MSU associate professor of civil and environmental engineering Nizar Lajnef gave a presentation to the MBA board today detailing those next steps.
“The successful large-scale deployment of this novel low-cost sensing technology will dramatically transform the economics of bridge preservation/management and ultimately improve the serviceability of bridges,” Lajnef said. “We also will explore how the collected data could be used for improved cost-effective, condition-based maintenance of the Mackinac Bridge structural components. We are very excited that this will be the first fully instrumented bridge in the country using advanced wireless and self-powered monitoring technology.”
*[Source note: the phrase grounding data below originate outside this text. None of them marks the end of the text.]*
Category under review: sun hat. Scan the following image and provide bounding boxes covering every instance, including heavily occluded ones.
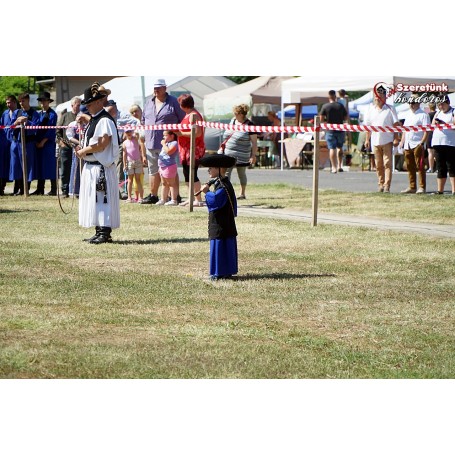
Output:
[154,78,166,88]
[199,154,236,168]
[81,82,111,105]
[37,91,54,103]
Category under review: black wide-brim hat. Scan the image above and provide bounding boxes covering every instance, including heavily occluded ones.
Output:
[199,154,236,168]
[81,82,111,105]
[37,91,54,103]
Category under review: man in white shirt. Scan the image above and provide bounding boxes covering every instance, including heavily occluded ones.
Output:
[399,95,430,194]
[364,92,401,192]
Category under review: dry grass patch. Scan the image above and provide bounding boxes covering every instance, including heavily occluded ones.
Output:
[0,187,454,378]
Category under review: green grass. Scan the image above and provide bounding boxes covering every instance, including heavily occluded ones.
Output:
[240,183,455,225]
[0,184,454,378]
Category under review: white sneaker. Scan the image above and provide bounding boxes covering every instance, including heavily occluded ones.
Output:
[156,199,165,205]
[164,200,178,206]
[416,188,426,194]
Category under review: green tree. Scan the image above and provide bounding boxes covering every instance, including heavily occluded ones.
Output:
[0,76,30,112]
[225,76,258,84]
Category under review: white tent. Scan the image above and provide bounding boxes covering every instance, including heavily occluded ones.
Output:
[56,75,236,115]
[281,76,394,105]
[203,76,293,120]
[282,76,455,106]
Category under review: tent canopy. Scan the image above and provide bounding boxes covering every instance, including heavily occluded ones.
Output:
[203,76,293,120]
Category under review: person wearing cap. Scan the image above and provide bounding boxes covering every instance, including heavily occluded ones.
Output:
[399,94,430,194]
[141,78,185,205]
[431,95,455,195]
[9,93,40,195]
[199,153,238,280]
[364,92,401,193]
[75,82,120,244]
[56,96,81,197]
[31,91,58,196]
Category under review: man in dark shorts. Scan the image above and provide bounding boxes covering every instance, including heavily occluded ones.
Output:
[320,90,348,173]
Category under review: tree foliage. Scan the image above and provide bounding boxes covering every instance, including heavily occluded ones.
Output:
[0,76,30,112]
[225,76,258,84]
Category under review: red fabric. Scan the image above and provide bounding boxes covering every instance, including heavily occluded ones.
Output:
[178,110,206,164]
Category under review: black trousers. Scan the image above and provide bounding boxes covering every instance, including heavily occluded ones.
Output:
[59,146,73,194]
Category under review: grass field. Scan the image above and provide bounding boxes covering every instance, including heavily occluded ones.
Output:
[1,183,454,378]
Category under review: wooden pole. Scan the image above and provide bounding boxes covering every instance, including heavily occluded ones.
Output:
[311,115,320,227]
[188,113,196,212]
[20,122,29,197]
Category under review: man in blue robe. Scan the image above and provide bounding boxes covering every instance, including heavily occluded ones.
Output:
[9,93,39,195]
[32,91,58,195]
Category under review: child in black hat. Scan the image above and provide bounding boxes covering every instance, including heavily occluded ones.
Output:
[199,154,238,280]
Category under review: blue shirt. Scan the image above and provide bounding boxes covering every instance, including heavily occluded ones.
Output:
[1,109,19,142]
[158,140,178,167]
[142,93,185,149]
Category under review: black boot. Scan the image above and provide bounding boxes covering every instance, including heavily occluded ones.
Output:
[83,226,101,242]
[31,179,45,196]
[14,179,24,196]
[90,226,112,244]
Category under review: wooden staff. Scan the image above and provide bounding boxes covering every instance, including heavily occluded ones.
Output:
[20,122,29,197]
[311,115,320,227]
[188,113,196,212]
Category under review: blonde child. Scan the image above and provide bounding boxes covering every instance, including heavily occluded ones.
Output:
[157,130,179,205]
[123,128,146,202]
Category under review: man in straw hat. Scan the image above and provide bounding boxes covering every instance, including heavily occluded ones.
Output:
[75,82,120,244]
[198,153,238,280]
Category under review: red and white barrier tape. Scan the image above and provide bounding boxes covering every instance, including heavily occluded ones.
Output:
[2,122,455,133]
[321,123,455,133]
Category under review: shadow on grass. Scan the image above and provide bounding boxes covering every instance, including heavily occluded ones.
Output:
[115,237,207,245]
[0,208,40,214]
[241,204,286,209]
[234,272,336,281]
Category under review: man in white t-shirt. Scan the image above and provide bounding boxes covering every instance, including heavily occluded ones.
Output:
[364,93,401,192]
[399,95,430,194]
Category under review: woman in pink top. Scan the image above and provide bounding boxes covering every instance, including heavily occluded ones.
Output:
[123,128,146,202]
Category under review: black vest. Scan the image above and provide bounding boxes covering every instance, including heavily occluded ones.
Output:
[84,109,118,147]
[208,177,238,240]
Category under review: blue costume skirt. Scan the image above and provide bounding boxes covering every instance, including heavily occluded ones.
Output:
[209,237,238,278]
[0,136,10,179]
[35,143,57,180]
[9,140,36,181]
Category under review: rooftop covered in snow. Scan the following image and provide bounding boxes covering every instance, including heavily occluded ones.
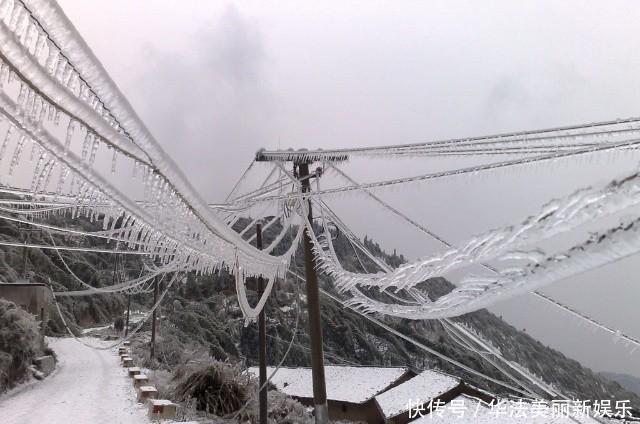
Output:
[375,368,461,419]
[414,395,603,424]
[247,365,411,404]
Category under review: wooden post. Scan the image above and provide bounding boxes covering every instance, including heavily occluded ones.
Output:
[297,162,328,423]
[22,230,29,279]
[150,277,158,360]
[256,223,267,424]
[125,294,131,336]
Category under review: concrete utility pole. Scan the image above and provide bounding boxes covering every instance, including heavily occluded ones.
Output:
[150,277,158,360]
[256,223,268,424]
[297,162,329,424]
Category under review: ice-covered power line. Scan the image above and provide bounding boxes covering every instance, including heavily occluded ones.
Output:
[325,164,640,350]
[0,0,300,282]
[0,239,153,254]
[313,196,559,399]
[268,162,640,351]
[256,116,640,162]
[338,216,640,320]
[298,273,538,398]
[309,167,640,294]
[245,138,640,206]
[224,159,255,203]
[2,0,638,313]
[531,291,640,351]
[316,173,546,399]
[52,271,180,350]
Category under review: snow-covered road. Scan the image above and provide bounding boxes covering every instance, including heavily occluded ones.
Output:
[0,337,150,424]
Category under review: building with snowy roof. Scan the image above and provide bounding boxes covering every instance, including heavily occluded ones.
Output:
[412,394,603,424]
[374,368,494,423]
[248,365,415,422]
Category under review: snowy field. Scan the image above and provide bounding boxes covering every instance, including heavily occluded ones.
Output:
[0,337,151,424]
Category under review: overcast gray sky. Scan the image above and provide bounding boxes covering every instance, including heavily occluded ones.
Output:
[58,0,640,378]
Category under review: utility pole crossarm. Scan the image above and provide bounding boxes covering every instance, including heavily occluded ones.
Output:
[255,148,349,163]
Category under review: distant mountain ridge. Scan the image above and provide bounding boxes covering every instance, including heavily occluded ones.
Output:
[600,372,640,397]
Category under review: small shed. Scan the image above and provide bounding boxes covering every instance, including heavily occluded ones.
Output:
[249,365,415,423]
[0,281,53,324]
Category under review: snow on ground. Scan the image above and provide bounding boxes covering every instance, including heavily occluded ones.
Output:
[81,324,112,334]
[0,337,150,424]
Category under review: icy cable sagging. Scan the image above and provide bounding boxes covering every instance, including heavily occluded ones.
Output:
[0,0,297,281]
[235,215,305,325]
[336,217,640,320]
[309,169,640,293]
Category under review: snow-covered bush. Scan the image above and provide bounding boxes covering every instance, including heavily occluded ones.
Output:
[261,390,313,424]
[0,299,42,392]
[173,362,252,417]
[171,360,312,423]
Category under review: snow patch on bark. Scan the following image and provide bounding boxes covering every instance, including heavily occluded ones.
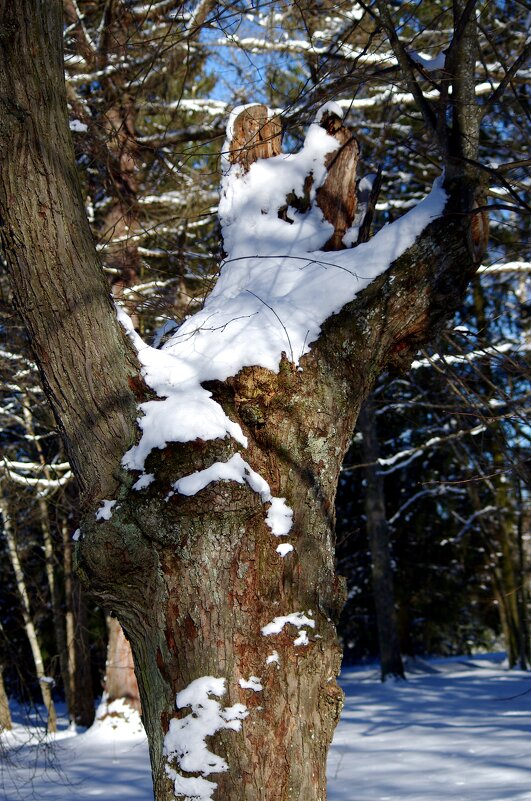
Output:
[171,453,294,546]
[95,499,117,521]
[265,651,280,666]
[261,611,315,645]
[164,676,248,801]
[238,676,263,691]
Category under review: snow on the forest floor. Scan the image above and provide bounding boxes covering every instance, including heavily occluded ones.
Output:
[2,654,530,801]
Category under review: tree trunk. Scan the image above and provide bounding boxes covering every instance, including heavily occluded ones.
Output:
[1,3,484,799]
[0,666,12,731]
[0,497,57,732]
[102,616,141,714]
[471,277,529,668]
[62,515,95,727]
[358,397,405,680]
[77,385,350,800]
[0,0,139,505]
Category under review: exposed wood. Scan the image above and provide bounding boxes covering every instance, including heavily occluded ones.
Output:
[316,109,360,250]
[229,105,282,171]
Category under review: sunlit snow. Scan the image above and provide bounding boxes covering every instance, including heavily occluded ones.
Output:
[119,108,446,478]
[3,655,530,801]
[163,676,248,801]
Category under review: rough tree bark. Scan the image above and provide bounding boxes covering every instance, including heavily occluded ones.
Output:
[0,2,487,799]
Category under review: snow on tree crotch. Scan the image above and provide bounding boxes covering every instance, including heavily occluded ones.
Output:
[261,611,316,646]
[167,453,294,556]
[164,676,248,801]
[115,102,447,485]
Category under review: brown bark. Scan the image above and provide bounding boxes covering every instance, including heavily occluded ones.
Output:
[0,666,12,731]
[103,616,141,714]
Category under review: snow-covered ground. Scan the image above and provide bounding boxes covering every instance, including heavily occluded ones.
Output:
[2,654,530,801]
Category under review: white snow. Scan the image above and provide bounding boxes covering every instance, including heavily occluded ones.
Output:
[238,676,263,691]
[95,499,117,521]
[2,656,530,800]
[293,630,310,646]
[276,542,294,557]
[72,528,81,541]
[265,651,280,666]
[410,50,447,71]
[69,119,88,132]
[171,452,293,544]
[314,101,344,122]
[261,611,315,638]
[118,110,447,485]
[163,676,248,801]
[132,473,155,490]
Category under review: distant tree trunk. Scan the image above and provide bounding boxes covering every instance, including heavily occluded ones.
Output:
[515,477,530,669]
[21,401,70,687]
[62,515,95,727]
[471,277,529,669]
[102,616,141,714]
[0,496,57,732]
[0,666,12,731]
[358,397,405,680]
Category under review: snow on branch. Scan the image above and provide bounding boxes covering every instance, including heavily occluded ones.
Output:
[119,103,447,479]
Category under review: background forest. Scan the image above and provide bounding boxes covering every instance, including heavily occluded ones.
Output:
[0,0,529,733]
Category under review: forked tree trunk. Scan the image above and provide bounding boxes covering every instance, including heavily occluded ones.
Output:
[1,3,485,799]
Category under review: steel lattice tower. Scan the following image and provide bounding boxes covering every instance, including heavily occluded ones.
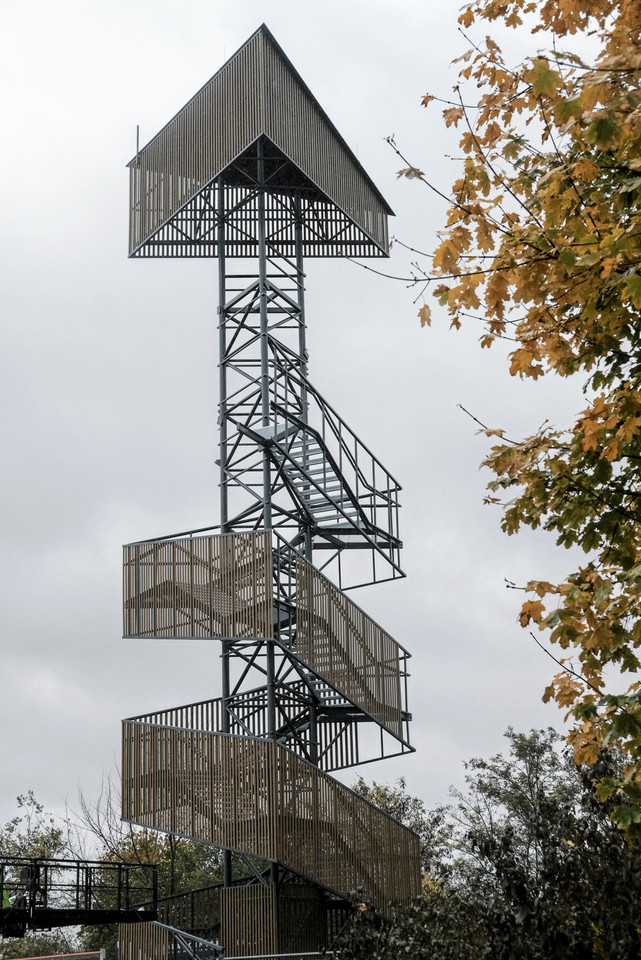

Beginning in 2016, Lajnef and WUSTL professor Shantanu Chakrabartty started deploying prototype sensors beneath the bridge as part of a demonstration project sponsored by the Federal Highway Administration (FHWA). The Mackinac Bridge provided a high-profile testing ground for these self-powered sensors. Since then, the new and improved versions of the self-powered sensors have been developed as a part of the National Science Foundation’s (NSF) Cyber-physical Systems program and have been successfully deployed on the bridge.
Several of the sensors’ features make them attractive to infrastructure managers. Because the sensors have no external power source, they eliminate the issue of requiring battery changes or wiring to power sources. They also don’t need wires to access the data they collect; staff can access the information wirelessly.
“In addition to being a statewide need, the development of effective methods for preserving our transportation infrastructure systems is a critical national need,” Lajnef said. “Through this largescale deployment, we would show that the system can autonomously monitor the loading experienced by the bridge components, and that the information from the sensors can be collected without significant human intervention and at significantly low cost.”
MBA staff will assist with installation of the additional sensors, offering both equipment and access to the bridge. The MBA will retain ownership of the data gathered by the sensors, with WUSTL providing the sensor prototypes and MSU providing tools to analyze and interpret that data for bridge staff to use in guiding engineering and maintenance decisions. The research team can use the data for research publication with approval from the MBA.
The team plans to start installation of the additional and improved sensors this summer. The researchers will coordinate installation timing and any necessary lane closures with MBA staff.